Keine leichte Übung, modernen Hardcore mit viel Atmosphäre und Post-Rock-Anleihen zu verbinden und sich dabei Eigenständigkeit zu bewahren. CHIEFLAND probieren es dennoch. Mit Erfolg?
Der Einstieg in “Moving Parts / Fever Dream“ ruft mit verhallter Gitarre, einzelnen Schlägen auf die Toms und einer Spoken-Word-Einlage zunächst einen ganz bestimmten Namen ins Gedächtnis: Wer hier nicht sofort an LISTENER denkt, der hat letztes Jahr ganz tief geschlafen. Frontmann Corwin schaltet jedoch schnell vom Sprechgesang in hardcoretypisches Shouting um und offenbart dabei eine beachtliche Stimmgewalt. Und lässt dabei sofort vergessen, dass CHIEFLAND aus Deutschland kommen. Schimmert in den gesprochenen Passagen noch ein leichter Akzent durch, ist sein mitreißendes Geschrei makellos. Das war auch auf der EP „To Part Means To Die A Little“ nicht anders, die kurz nach der Bandgründung 2015 in einer abgelegenen Waldhütte entstand. Songwriterische Klasse war hier bereits klar zu erkennen, soundtechnisch aber noch Luft nach oben. „Wildflowers“ kann das besser und überzeugt mit dicker und glasklarer Produktion. Aufgenommen von Sören Kucz im Klanggeist Studio Hildesheim und abgemischt von Lewis Johns, der auch schon Bands wie FUNERAL FOR A FRIEND oder ROLO TOMASSI veredelte, klingt das Ergebnis im besten Sinne international. Druckvoll und ausdifferenziert, aber nie glattgebügelt. Das hilft den Songs, die sich gerne mit einem ruhigen Aufbau zeitnehmen, um dann intensiv auszubrechen. Exemplarisch beweist das neben besagtem Einstieg besonders das stimmungsvolle „Cathedrals“. Zackiger nach vorn hingegen geht es mit dem moshigen „Untied“ oder treibend mit „Homestead Pt. I“. Die Songs bewegen sich dabei durchweg zwischen zweieinhalb und drei Minuten, nur der Rausschmeißer „Homestead Pt. II“ nimmt sich mit über 4 Minuten deutlich mehr Zeit. So knackig die Songs sind, hätte manch guter Idee ruhig etwas mehr Platz zur Entfaltung gewährt werden dürfen. Eine Wiederholung des raumgreifenden, beinahe epischen Mittelteils in „Blueprinted“, hätte aus einem sehr guten Song wohl einen echten Hit gemacht. Wobei CHIEFLAND so etwas gar nicht nötig haben.

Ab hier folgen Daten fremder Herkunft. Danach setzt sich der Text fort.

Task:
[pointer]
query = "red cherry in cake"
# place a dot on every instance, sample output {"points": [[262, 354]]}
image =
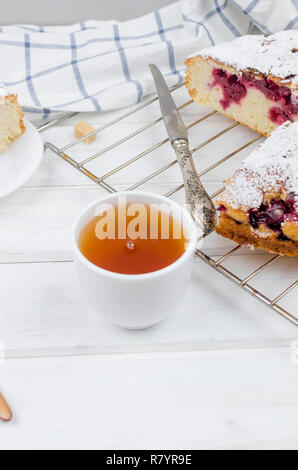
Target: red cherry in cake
{"points": [[235, 88]]}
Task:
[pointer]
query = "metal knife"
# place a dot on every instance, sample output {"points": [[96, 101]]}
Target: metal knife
{"points": [[201, 206]]}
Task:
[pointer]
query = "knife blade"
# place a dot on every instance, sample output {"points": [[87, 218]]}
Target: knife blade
{"points": [[201, 206]]}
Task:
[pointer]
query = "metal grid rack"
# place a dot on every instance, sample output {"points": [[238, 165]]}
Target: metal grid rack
{"points": [[272, 303]]}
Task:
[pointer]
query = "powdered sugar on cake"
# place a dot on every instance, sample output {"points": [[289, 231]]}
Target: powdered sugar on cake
{"points": [[273, 55], [271, 167]]}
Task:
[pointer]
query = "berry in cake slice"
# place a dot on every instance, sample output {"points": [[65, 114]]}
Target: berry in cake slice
{"points": [[253, 79], [11, 119], [260, 204]]}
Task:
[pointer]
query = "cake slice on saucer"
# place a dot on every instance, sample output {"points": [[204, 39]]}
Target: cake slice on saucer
{"points": [[11, 119]]}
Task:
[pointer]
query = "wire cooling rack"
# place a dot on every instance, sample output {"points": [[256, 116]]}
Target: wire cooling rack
{"points": [[214, 261]]}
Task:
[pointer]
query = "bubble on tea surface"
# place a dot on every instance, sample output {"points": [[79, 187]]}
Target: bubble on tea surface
{"points": [[130, 246]]}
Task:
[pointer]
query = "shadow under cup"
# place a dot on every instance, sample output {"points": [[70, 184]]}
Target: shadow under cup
{"points": [[135, 301]]}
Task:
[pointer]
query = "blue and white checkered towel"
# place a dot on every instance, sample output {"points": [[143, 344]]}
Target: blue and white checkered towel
{"points": [[98, 65]]}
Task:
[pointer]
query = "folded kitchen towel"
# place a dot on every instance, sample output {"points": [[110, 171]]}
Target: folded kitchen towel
{"points": [[102, 65]]}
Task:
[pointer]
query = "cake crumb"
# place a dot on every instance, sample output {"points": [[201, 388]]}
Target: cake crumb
{"points": [[83, 129]]}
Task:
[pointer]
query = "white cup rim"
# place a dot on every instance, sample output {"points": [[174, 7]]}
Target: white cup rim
{"points": [[135, 277]]}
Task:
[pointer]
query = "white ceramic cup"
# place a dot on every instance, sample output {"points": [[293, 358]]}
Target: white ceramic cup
{"points": [[142, 300]]}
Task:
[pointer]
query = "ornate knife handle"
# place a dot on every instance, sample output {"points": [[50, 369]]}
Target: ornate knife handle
{"points": [[201, 206]]}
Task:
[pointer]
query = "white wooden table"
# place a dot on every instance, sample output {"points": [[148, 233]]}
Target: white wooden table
{"points": [[218, 374]]}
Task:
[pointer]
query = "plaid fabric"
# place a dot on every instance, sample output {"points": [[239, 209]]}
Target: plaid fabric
{"points": [[94, 66]]}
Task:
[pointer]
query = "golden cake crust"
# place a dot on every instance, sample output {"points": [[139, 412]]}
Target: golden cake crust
{"points": [[243, 234]]}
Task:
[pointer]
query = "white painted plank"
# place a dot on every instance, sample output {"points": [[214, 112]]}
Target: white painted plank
{"points": [[42, 313], [239, 400]]}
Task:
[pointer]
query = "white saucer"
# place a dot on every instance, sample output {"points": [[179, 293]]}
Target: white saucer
{"points": [[20, 161]]}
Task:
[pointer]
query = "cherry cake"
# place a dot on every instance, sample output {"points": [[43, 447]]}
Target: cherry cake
{"points": [[253, 79], [260, 204], [11, 119]]}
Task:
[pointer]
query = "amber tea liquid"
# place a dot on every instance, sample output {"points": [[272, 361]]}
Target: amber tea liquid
{"points": [[160, 241]]}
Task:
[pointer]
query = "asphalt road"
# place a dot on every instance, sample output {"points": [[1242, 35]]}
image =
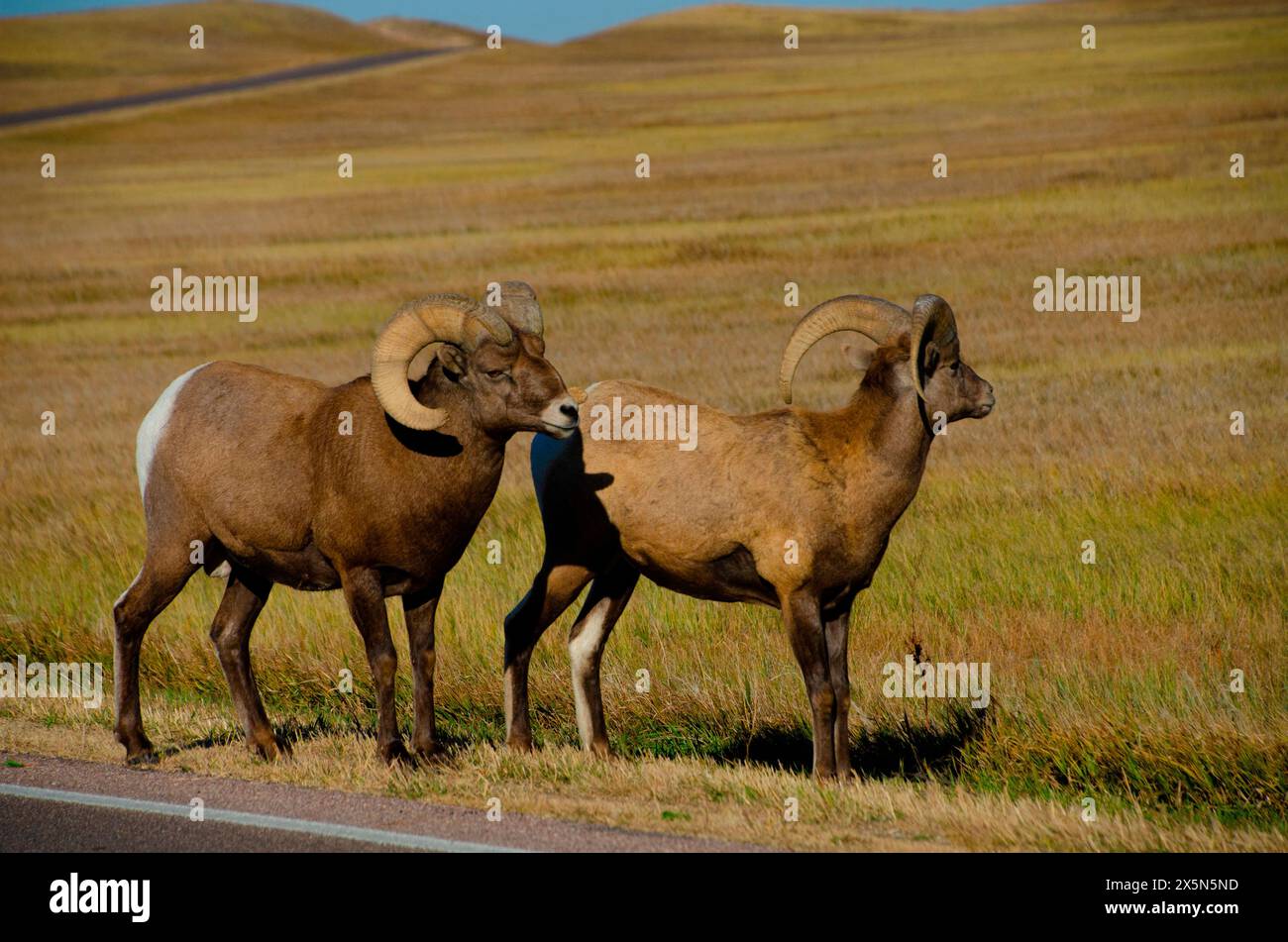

Wer noch Referenzen braucht, dem seien COUNTERPARTS, THE CARRIER und DEFEATER („Northbound“!) als Orientierungshilfe genannt. Aber keine Angst: Chiefland wollen nicht bloß kopieren, sondern etwas Eigenes kreieren. Und überzeugen dabei: „Wildflowers“ gelingt das Kunststück, sich abwechslungsreich und variabel zu präsentieren, ohne dabei nach Stückwerk zu klingen, gleichzeitig homogen, aber nie eintönig zu wirken. Bei weitem keine Selbstverständlichkeit in diesem Genre und wirklich beachtenswert.
Und als wäre ein bärenstarkes Debüt ohne echte Schwächen nicht bereits genug, beweisen die vier Jungs von CHIEFLAND obendrein auch noch Herz für die Sache, wovon beispielsweise die enge Zusammenarbeit mit der Meeresschutzorganisation „Sea Shepherd“ zeugt: Spendensammlungen und gemeinsame Aufräumaktionen am Seeufer sprechen eine deutliche Sprache. Nicht nur reden, machen.